The River of Shadows cv-3 Read online

Page 10

“He is,” said Mr. Uskins suddenly.

  Pazel started; he had almost forgotten that Uskins was in the room.

  Alyash, flustered, carried on: “-then we know he’s toiling away in a fever, trying to learn how to use it.”

  “And failing, so far,” said Haddismal. Turning Thasha a skeptical look, he added, “You expect us to believe that you did something that mucking sorcerer won’t even try?”

  “I touched the Stone,” Thasha stated flatly, “once.”

  “Just reached up and gave it a squeeze,” scoffed Haddismal. “On a whim, like. The deadliest blary thing in Alifros.”

  “If I hadn’t we’d have died anyway,” said Thasha.

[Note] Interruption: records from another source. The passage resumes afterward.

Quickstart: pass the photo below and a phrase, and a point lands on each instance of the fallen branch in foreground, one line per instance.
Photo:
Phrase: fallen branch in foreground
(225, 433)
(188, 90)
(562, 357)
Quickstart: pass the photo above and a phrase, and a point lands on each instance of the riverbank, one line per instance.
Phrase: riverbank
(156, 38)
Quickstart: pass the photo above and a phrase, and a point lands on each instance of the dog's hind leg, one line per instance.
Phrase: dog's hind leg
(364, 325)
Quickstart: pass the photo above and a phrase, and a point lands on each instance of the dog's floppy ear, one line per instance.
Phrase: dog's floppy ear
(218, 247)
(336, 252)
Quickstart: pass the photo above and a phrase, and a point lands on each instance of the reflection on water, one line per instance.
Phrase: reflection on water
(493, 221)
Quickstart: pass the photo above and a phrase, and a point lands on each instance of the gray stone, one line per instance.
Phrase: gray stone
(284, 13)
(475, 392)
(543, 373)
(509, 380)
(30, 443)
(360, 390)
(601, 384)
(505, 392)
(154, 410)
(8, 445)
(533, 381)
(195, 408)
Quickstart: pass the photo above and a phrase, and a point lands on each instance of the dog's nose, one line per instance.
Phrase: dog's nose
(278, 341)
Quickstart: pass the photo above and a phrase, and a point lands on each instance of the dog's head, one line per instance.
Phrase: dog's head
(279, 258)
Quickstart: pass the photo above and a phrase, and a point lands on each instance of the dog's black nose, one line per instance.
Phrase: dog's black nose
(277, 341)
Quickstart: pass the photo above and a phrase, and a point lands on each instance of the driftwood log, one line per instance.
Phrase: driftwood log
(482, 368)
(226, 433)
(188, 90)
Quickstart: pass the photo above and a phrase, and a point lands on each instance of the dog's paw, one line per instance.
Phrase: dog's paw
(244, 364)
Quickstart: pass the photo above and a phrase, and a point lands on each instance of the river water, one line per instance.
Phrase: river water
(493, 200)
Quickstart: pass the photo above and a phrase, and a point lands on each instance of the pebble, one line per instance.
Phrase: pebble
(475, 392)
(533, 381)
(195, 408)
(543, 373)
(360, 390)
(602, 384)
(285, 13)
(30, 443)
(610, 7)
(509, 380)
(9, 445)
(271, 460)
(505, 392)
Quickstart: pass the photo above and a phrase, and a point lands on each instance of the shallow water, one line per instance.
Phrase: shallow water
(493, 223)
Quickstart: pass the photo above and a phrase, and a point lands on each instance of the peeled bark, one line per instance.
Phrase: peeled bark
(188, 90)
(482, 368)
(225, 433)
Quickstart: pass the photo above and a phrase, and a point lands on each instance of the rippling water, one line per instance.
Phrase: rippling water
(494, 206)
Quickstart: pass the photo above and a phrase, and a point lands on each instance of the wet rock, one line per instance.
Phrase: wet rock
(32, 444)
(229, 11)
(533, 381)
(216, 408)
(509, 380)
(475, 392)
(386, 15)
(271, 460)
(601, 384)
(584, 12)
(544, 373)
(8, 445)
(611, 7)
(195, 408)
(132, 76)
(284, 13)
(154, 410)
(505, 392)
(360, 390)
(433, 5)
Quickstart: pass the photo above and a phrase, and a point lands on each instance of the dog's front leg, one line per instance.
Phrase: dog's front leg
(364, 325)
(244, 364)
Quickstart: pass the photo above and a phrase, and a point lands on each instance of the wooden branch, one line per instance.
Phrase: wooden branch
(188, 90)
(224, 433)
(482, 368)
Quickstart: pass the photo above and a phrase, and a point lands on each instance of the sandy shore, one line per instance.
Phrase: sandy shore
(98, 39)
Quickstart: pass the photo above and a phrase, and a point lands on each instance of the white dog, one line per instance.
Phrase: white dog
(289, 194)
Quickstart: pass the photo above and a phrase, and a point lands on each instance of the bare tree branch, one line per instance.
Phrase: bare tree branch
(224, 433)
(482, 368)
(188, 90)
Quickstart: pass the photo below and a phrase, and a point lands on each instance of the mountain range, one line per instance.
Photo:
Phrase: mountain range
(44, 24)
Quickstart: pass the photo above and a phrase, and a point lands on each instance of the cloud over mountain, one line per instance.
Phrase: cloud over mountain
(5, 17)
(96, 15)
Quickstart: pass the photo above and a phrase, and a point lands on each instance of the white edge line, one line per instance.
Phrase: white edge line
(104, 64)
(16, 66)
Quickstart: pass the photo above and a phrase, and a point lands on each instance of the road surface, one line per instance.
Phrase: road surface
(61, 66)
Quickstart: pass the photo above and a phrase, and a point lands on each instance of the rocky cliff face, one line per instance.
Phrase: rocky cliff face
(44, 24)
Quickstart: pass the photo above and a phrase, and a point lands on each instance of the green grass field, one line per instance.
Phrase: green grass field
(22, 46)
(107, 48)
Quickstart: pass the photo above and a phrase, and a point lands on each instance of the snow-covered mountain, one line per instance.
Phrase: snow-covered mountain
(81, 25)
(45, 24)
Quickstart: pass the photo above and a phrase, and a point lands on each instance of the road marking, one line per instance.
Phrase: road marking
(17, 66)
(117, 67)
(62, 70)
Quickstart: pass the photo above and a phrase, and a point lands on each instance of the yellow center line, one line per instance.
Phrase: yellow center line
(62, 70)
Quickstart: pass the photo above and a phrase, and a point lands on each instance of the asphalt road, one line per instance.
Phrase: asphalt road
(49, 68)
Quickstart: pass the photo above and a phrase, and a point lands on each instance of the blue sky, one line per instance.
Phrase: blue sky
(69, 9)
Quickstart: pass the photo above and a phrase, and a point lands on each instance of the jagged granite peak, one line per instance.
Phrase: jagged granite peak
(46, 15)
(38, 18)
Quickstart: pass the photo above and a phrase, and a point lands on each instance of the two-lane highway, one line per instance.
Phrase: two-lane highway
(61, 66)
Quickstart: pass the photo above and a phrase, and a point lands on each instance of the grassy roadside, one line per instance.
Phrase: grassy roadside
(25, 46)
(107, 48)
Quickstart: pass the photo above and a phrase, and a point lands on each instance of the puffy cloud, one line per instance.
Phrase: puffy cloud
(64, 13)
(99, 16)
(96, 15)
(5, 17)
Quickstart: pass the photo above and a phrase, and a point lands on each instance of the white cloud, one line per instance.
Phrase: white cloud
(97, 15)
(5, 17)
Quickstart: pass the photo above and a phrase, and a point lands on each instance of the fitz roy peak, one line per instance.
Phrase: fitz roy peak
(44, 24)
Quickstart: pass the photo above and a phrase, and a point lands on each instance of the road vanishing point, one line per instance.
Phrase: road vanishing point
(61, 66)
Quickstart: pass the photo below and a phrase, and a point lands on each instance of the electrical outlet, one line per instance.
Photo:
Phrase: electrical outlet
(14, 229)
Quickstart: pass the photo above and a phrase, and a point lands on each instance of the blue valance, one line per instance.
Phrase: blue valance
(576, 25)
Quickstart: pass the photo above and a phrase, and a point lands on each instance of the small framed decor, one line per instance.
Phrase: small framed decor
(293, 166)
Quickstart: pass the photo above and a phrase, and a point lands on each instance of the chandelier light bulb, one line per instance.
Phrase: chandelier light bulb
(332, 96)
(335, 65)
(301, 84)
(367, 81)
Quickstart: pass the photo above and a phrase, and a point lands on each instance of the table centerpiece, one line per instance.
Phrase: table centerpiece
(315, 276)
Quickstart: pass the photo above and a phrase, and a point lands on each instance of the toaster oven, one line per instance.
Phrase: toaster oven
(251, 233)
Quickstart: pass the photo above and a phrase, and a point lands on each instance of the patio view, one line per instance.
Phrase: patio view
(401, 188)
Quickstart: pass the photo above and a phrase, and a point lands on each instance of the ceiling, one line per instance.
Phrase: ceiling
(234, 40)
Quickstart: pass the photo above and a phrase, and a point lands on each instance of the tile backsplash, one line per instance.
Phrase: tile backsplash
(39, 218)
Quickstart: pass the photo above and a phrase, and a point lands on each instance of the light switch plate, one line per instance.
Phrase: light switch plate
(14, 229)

  “Do it again,” said Taliktrum.

  Uproar, loud and general. Taliktrum and Myett leaped straight up from the Shaggat onto a crossbeam above. Every human voice (and two dlomic) in the chamber cried out against the notion, and Jorl and Suzyt erupted in howls. Pazel squeezed Thasha’s elbow. No, no, no, his shaking head proclaimed.

  “You’ll shatter the arm!” shouted Alyash.

  “Be quiet!” Thasha bellowed, and everyone obeyed. Thasha handed the dog’s leashes to Pazel. Then she walked right up to the Shaggat Ness, raised a hand and touched the statue’s arm, spreading her fingers wide.

  “Thasha, don’t!” hissed Pazel.

  Thasha closed her eyes, tracing the stone bicep, sliding her fingers around and upward in what was almost a caress. She reached the elbow, lingered there, then moved her hand slowly higher.

  “I could,” she said, and as she spoke Pazel thought the manger darkened, and a cold, prickling sensation swept over his body. The men looked at one another, aghast. Thasha reached higher still, until her fingers rested atop the Shaggat’s own, with the throbbing blackness of the Nilstone lancing between them. “I could take it from his hand, right here and now. But what would be the point?”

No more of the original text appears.